Input Specification:
Each input file contains one test case. For each case, the first line gives a positive integer N (≤30), the total number of nodes in the binary tree. The second line gives the inorder sequence and the third line gives the postorder sequence. All the numbers in a line are separated by a space.
Output Specification:
For each test case, print the zigzagging sequence of the tree in a line. All the numbers in a line must be separated by exactly one space, and there must be no extra space at the end of the line.
Sample Input:
8
12 11 20 17 1 15 8 5
12 20 17 11 15 8 5 1
Sample Output:
1 11 5 8 17 12 20 15
思路
- 在中序和后序构建二叉树的基础上,使用
depth记录树深度,然后使用ans记录每层的结点,无论前序、中序、后序遍历,每一层的结点顺序都是一样的(先左子树后右子树)。

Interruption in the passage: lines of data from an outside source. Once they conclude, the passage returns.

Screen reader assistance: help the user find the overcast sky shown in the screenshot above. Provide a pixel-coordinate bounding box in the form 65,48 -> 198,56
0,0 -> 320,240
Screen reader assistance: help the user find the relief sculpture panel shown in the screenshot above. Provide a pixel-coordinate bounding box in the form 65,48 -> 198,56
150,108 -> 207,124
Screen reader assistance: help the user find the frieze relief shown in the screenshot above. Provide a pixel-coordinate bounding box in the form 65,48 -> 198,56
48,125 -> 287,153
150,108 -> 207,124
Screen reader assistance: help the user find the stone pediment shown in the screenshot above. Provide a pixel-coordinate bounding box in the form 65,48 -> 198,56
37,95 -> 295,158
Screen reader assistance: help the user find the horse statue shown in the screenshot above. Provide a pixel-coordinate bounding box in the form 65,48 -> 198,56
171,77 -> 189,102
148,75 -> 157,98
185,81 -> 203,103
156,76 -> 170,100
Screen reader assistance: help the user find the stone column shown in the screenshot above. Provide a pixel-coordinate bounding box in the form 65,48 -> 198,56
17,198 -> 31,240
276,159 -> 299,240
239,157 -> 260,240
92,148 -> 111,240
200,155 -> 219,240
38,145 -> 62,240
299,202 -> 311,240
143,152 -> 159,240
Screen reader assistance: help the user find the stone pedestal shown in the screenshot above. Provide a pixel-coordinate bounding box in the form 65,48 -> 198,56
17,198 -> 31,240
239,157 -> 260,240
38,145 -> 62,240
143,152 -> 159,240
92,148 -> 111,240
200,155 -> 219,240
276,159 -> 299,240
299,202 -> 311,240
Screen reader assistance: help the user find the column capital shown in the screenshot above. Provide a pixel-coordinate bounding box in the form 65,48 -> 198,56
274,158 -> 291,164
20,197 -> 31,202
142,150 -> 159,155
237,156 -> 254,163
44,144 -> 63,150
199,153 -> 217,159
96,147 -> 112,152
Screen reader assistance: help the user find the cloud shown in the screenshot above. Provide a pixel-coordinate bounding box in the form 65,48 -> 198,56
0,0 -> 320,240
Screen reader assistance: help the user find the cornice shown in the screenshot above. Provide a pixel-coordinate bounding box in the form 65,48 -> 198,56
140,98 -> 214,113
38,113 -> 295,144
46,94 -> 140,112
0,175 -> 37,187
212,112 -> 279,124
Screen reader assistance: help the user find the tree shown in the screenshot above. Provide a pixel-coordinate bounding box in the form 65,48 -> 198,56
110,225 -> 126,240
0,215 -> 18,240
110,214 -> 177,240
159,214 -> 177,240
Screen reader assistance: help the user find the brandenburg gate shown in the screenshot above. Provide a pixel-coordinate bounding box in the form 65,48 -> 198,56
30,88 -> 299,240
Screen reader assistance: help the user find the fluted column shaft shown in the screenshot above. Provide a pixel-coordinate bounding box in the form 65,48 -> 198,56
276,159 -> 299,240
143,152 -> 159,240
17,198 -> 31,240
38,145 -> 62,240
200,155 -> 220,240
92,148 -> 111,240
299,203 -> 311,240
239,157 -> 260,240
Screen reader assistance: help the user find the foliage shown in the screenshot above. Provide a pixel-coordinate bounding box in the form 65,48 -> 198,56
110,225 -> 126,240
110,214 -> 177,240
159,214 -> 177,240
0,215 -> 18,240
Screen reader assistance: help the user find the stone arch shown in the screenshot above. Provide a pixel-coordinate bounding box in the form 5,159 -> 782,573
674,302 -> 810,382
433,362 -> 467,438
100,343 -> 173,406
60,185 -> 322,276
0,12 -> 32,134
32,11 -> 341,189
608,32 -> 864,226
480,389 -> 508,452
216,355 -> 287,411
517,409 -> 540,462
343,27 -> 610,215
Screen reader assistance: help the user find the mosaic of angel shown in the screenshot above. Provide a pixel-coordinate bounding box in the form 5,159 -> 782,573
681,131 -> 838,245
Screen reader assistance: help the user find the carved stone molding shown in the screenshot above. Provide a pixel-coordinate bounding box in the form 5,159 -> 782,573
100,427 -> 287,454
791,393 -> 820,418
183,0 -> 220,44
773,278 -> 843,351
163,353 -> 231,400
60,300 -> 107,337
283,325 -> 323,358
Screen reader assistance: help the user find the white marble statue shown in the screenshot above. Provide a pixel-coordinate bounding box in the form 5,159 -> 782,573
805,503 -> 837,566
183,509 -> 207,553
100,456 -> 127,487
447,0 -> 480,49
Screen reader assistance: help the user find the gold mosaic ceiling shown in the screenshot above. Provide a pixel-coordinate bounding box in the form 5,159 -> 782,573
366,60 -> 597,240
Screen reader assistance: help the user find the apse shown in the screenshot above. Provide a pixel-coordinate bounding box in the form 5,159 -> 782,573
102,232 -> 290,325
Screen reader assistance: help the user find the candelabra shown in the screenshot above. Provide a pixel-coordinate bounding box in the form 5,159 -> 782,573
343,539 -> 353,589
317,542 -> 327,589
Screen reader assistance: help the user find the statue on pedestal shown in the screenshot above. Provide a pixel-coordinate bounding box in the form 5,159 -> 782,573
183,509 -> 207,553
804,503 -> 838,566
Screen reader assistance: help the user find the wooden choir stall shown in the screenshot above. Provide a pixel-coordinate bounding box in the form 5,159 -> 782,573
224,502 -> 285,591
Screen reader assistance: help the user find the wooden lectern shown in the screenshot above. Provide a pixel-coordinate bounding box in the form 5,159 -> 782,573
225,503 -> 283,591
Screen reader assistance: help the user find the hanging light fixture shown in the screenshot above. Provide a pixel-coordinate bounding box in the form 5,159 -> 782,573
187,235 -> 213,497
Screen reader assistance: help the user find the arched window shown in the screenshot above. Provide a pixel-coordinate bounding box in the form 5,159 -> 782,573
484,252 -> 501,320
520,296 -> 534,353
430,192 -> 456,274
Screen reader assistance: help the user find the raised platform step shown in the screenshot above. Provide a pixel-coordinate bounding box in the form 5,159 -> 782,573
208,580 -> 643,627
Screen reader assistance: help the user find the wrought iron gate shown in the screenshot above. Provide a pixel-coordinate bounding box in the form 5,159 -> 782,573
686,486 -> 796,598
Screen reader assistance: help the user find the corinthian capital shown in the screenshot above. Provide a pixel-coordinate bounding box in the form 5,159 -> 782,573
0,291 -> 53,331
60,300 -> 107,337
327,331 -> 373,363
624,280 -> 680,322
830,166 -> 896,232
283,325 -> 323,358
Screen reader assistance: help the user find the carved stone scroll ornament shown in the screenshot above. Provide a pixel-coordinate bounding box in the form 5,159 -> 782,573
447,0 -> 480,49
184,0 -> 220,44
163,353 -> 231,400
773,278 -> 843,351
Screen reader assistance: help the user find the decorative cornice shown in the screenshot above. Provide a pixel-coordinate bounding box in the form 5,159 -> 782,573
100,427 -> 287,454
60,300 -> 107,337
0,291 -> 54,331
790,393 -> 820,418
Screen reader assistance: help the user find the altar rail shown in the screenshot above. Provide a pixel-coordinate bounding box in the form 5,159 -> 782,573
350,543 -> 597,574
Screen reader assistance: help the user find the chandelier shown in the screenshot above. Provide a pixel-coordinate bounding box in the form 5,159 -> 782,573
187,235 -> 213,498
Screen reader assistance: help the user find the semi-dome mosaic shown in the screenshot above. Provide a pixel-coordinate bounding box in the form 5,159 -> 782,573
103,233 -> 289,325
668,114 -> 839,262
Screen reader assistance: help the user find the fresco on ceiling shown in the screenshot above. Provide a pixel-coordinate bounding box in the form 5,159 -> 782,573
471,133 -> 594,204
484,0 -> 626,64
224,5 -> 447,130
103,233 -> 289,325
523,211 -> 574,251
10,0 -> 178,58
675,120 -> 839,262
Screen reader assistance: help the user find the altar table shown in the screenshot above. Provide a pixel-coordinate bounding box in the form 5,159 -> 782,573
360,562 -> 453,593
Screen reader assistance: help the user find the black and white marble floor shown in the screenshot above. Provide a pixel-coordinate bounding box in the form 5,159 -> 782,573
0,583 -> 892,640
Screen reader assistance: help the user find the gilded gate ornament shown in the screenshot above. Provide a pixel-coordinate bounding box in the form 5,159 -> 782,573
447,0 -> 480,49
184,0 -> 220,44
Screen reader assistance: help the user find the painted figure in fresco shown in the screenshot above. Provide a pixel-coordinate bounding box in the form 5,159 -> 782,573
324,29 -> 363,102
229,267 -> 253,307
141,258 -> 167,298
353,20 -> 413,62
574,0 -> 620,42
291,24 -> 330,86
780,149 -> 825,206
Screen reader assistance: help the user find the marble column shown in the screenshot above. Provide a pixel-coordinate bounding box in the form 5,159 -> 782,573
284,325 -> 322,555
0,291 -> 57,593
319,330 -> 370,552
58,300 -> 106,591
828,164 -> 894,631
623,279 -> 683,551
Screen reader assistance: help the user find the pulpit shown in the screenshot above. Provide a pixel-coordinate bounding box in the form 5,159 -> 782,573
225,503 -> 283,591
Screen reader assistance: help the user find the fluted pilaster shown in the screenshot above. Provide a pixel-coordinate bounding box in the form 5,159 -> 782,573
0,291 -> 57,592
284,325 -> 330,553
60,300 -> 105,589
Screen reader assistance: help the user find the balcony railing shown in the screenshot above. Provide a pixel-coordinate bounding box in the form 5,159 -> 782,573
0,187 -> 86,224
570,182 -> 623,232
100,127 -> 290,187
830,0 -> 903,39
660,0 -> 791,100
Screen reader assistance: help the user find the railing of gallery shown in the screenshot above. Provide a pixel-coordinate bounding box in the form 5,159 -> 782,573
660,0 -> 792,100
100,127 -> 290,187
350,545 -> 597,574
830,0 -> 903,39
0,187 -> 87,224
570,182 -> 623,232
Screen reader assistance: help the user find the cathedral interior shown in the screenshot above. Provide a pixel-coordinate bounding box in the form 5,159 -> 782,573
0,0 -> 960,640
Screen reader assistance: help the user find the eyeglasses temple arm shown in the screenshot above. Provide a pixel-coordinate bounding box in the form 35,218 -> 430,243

使用maxDepth记录深度的最大值。
代码
#include <cstdio>
#include <vector>
#include <algorithm>
using namespace std;
const int maxn = 35;
int n;
int post[maxn], in[maxn], maxDepth = 0;
vector<int> ans[maxn];
void create(int inL, int inR, int postL, int postR, int depth)
{
if (postL > postR)
return;
maxDepth = max(depth, maxDepth);
ans[depth].push_back(post[postR]);
int k = inL;
while (k <= inR && in[k] != post[postR]) k ++;
int num = k - inL;
create(inL, k - 1, postL, postL + num - 1, depth + 1);
create(k + 1, inR, postL + num, postR - 1, depth + 1);
}
int main()
{
//freopen("test.txt", "r", stdin);
scanf("%d", &n);
for (int i = 0; i < n; i ++) scanf("%d", &in[i]);
for (int i = 0; i < n; i ++) scanf("%d", &post[i]);
create(0, n - 1, 0, n - 1, 1);
printf("%d", ans[1][0]);
for (int i = 2; i <= maxDepth; i ++)
{
if (i % 2 == 1)
reverse(ans[i].begin(), ans[i].end());
for (int j = 0; j < ans[i].size(); j ++)
printf(" %d", ans[i][j]);
}
return 0;
}